High Performance AI Development with the Latest Intel® Software...

12/13/2024

Nikita Shiledarbaxi

Software Tools Technical Marketing Engineer

Robert Mueller-Albrecht

Software Tools Marketing Manager

Intel Corporation

With the latest 2025.0 release of the Intel® Software Development Tools this year, Intel’s extensive software portfolio powered by oneAPI and SYCL* aims to revolutionize AI and enable open, accelerated computing. Intel’s rapidly evolving software stack enables developers to perform accelerated, vendor-independent, parallel computing across modern heterogeneous architectures, including CPUs, GPUs, and other accelerators.

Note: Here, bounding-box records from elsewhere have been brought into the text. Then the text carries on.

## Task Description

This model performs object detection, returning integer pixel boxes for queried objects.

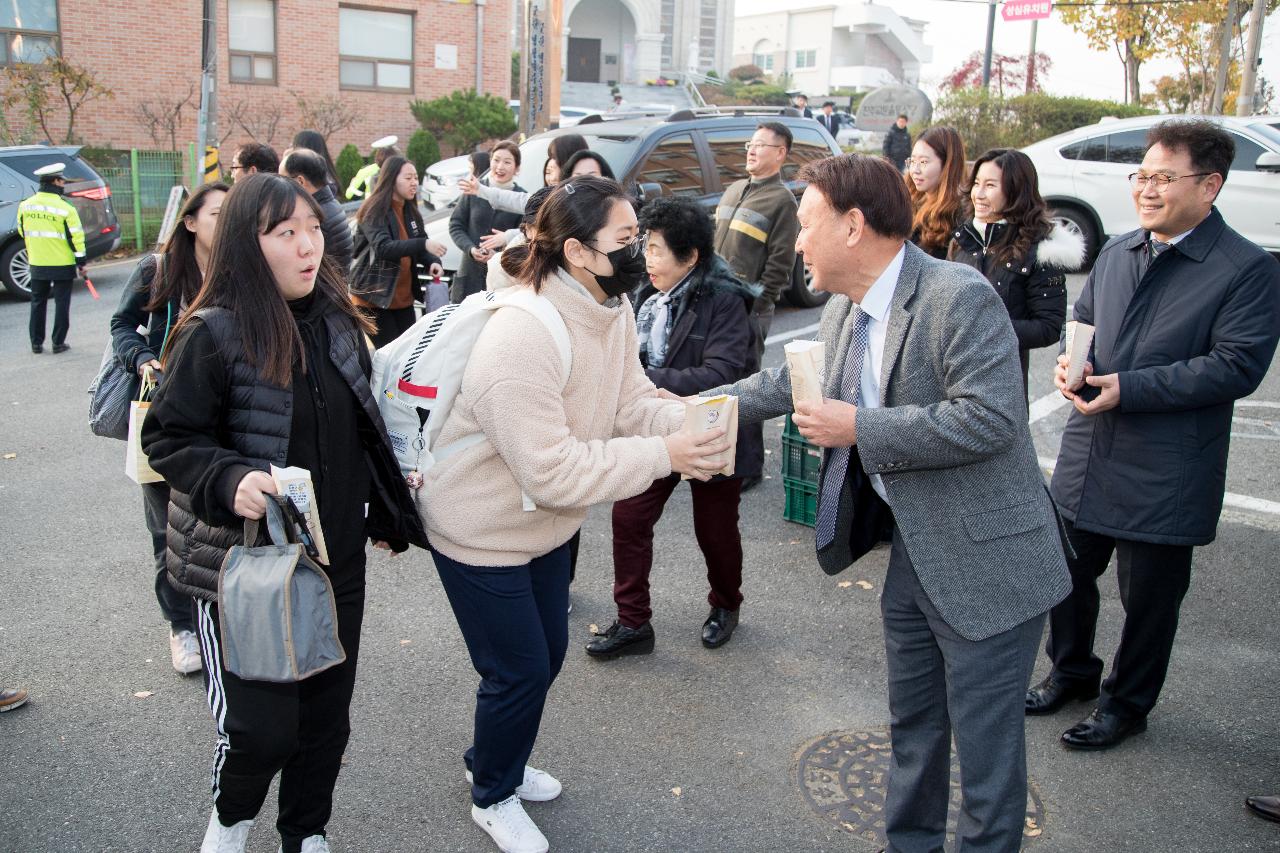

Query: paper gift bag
[124,369,164,485]
[680,394,737,480]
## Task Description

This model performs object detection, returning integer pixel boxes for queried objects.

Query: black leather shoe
[1244,797,1280,824]
[703,607,737,648]
[586,621,654,661]
[1027,675,1098,716]
[1062,708,1147,751]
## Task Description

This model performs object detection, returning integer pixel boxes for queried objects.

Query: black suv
[426,106,841,307]
[0,145,120,300]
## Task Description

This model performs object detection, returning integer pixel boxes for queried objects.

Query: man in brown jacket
[716,122,800,356]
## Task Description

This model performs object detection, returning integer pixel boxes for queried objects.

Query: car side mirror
[636,182,662,204]
[1253,151,1280,172]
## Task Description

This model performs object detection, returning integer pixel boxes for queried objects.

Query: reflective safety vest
[18,191,84,270]
[347,163,378,199]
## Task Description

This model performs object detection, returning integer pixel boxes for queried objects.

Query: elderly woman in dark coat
[586,199,764,658]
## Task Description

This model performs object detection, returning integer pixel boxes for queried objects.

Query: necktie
[814,306,870,551]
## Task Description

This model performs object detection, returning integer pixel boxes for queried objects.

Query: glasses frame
[1129,172,1217,193]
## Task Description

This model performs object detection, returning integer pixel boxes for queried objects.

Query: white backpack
[370,287,573,511]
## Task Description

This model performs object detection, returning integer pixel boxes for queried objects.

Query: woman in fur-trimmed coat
[947,149,1084,394]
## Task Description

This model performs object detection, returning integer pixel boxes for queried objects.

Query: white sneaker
[200,808,253,853]
[467,765,563,803]
[471,794,550,853]
[169,631,204,675]
[279,835,333,853]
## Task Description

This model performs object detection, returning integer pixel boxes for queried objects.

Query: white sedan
[1023,115,1280,257]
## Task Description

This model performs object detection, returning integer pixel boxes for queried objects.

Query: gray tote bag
[218,496,347,681]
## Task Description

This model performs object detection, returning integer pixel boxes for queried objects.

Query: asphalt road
[0,265,1280,853]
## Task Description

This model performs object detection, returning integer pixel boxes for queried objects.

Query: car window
[3,151,97,181]
[1076,136,1107,163]
[782,127,831,181]
[705,127,755,187]
[1088,129,1147,165]
[1231,133,1267,172]
[636,133,706,199]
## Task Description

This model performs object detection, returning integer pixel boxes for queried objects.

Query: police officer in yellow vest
[347,136,399,199]
[18,163,84,353]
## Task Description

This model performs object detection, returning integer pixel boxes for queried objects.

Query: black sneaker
[586,621,654,661]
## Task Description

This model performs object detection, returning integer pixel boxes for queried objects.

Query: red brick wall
[20,0,512,163]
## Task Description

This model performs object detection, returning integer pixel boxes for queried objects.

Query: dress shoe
[1027,675,1098,716]
[1062,708,1147,751]
[703,607,737,648]
[1244,797,1280,824]
[586,621,653,661]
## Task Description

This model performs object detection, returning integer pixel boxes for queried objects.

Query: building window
[227,0,275,86]
[338,6,413,92]
[0,0,58,65]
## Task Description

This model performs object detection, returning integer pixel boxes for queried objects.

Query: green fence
[90,145,196,250]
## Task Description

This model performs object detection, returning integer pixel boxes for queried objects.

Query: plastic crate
[782,435,822,483]
[782,476,818,528]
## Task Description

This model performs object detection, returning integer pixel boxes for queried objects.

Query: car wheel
[783,257,831,307]
[1050,206,1100,263]
[0,240,31,301]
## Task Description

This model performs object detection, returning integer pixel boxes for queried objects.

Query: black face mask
[593,246,649,297]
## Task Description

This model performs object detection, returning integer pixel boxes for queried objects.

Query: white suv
[1023,115,1280,257]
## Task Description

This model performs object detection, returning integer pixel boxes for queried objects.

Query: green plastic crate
[782,435,822,483]
[782,476,818,528]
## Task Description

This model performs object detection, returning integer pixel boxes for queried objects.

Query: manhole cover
[796,729,1044,844]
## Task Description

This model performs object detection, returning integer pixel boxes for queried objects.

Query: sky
[735,0,1280,111]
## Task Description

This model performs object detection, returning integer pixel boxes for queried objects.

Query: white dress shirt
[859,245,906,502]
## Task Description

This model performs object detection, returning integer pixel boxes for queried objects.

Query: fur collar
[1036,223,1084,273]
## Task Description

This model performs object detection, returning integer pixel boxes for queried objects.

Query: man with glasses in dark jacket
[1027,119,1280,749]
[280,149,352,268]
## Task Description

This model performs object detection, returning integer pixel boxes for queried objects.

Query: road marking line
[764,323,818,346]
[1036,456,1280,515]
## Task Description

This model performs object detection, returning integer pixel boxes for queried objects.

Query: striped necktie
[814,306,870,551]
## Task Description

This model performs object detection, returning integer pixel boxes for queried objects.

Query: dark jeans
[1044,519,1192,719]
[197,563,365,853]
[28,278,74,347]
[881,529,1044,853]
[364,305,417,350]
[431,544,568,808]
[613,474,742,628]
[142,483,196,634]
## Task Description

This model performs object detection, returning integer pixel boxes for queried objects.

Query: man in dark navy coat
[1027,119,1280,749]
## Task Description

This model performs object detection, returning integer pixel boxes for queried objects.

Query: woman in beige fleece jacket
[421,177,728,853]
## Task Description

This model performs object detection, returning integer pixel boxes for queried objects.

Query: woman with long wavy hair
[947,149,1084,394]
[111,183,230,675]
[142,174,426,853]
[906,124,965,259]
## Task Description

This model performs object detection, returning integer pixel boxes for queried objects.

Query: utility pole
[1235,0,1266,115]
[982,0,993,92]
[195,0,218,186]
[1210,0,1235,115]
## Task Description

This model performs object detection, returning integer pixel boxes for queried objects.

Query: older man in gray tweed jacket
[709,155,1070,853]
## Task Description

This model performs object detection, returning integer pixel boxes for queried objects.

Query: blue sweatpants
[431,544,570,808]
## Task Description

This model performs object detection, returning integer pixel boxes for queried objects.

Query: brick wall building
[11,0,512,157]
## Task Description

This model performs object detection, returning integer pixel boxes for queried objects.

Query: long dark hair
[356,155,417,222]
[169,173,372,387]
[293,131,338,186]
[500,174,631,291]
[905,124,973,251]
[965,149,1053,264]
[146,181,230,311]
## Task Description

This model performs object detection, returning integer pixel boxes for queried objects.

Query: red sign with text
[1000,0,1053,20]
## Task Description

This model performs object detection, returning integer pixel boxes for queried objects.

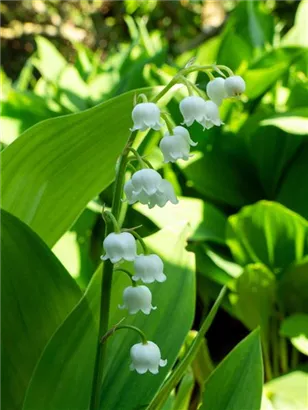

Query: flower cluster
[101,69,245,374]
[101,231,167,374]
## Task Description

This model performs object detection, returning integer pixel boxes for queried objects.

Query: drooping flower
[119,285,156,315]
[202,101,223,130]
[132,254,166,283]
[180,96,205,127]
[130,341,167,374]
[131,103,161,131]
[101,232,137,263]
[206,77,227,106]
[225,75,246,97]
[159,126,197,162]
[124,169,178,208]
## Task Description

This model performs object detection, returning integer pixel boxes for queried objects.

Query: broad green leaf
[282,0,308,47]
[280,313,308,356]
[0,210,81,410]
[1,87,153,246]
[278,256,308,314]
[179,134,264,207]
[261,108,308,135]
[227,201,308,273]
[23,225,195,410]
[33,36,68,83]
[236,263,275,335]
[242,122,303,198]
[201,330,263,410]
[134,197,226,244]
[277,139,308,219]
[244,47,304,99]
[262,371,308,410]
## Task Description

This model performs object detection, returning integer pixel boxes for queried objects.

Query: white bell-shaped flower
[225,75,246,97]
[206,77,227,106]
[202,101,223,130]
[131,103,161,131]
[101,232,137,263]
[132,254,166,283]
[130,341,167,374]
[180,96,205,127]
[119,285,156,315]
[159,126,197,162]
[124,169,179,208]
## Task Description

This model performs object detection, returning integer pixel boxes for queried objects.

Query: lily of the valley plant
[91,65,245,410]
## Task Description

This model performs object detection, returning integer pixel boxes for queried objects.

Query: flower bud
[101,232,137,263]
[225,75,246,97]
[130,341,167,374]
[180,96,205,126]
[206,77,227,106]
[159,126,197,162]
[124,169,179,208]
[202,101,223,130]
[119,285,156,315]
[131,103,161,131]
[132,254,166,283]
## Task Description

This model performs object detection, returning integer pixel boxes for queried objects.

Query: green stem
[90,131,137,410]
[161,112,173,135]
[291,346,299,370]
[101,325,148,345]
[130,231,149,255]
[262,338,273,381]
[129,147,145,168]
[280,337,289,373]
[113,268,135,286]
[103,211,121,233]
[147,286,227,410]
[271,317,279,377]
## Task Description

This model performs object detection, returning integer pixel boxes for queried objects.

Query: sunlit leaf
[201,331,263,410]
[0,210,81,410]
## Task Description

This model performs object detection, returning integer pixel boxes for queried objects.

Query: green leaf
[282,0,308,47]
[278,256,308,313]
[262,371,308,410]
[280,313,308,356]
[261,108,308,135]
[201,330,263,410]
[1,87,152,246]
[134,197,226,244]
[236,263,275,335]
[0,210,81,410]
[242,121,303,198]
[244,47,304,99]
[227,201,308,273]
[23,225,195,410]
[179,134,264,207]
[277,139,308,219]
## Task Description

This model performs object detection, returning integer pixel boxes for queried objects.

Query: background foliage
[0,0,308,410]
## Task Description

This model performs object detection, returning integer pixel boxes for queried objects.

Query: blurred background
[0,0,308,404]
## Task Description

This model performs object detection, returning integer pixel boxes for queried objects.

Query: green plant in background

In a recent webinar, software developer tools expert Robert Mueller-Albrecht from Intel discussed the newest features introduced in the Intel Software Development Tools and how they help accelerate AI development on the latest architectures free from vendor lock-in. The topics covered in the webinar included:

PyTorch* and Python* optimizations by Intel for fast responsive AI,

Open source and open standards based accelerated parallel programming in C/C++ with SYCL* enabled by the Unified Acceleration (UXL) Foundation and the oneAPI community,

Tools for profiling the performance of AI workloads on CPUs, GPUs, and AI PC NPUs.

→ Watch the complete webinar recording: Develop AI with the Latest Intel Libraries and Tools.

This blog will give you highlights of the webinar and, hence, an overview of the developer-focused capabilities added to Intel’s software stack with the 2025.0 oneAPI release.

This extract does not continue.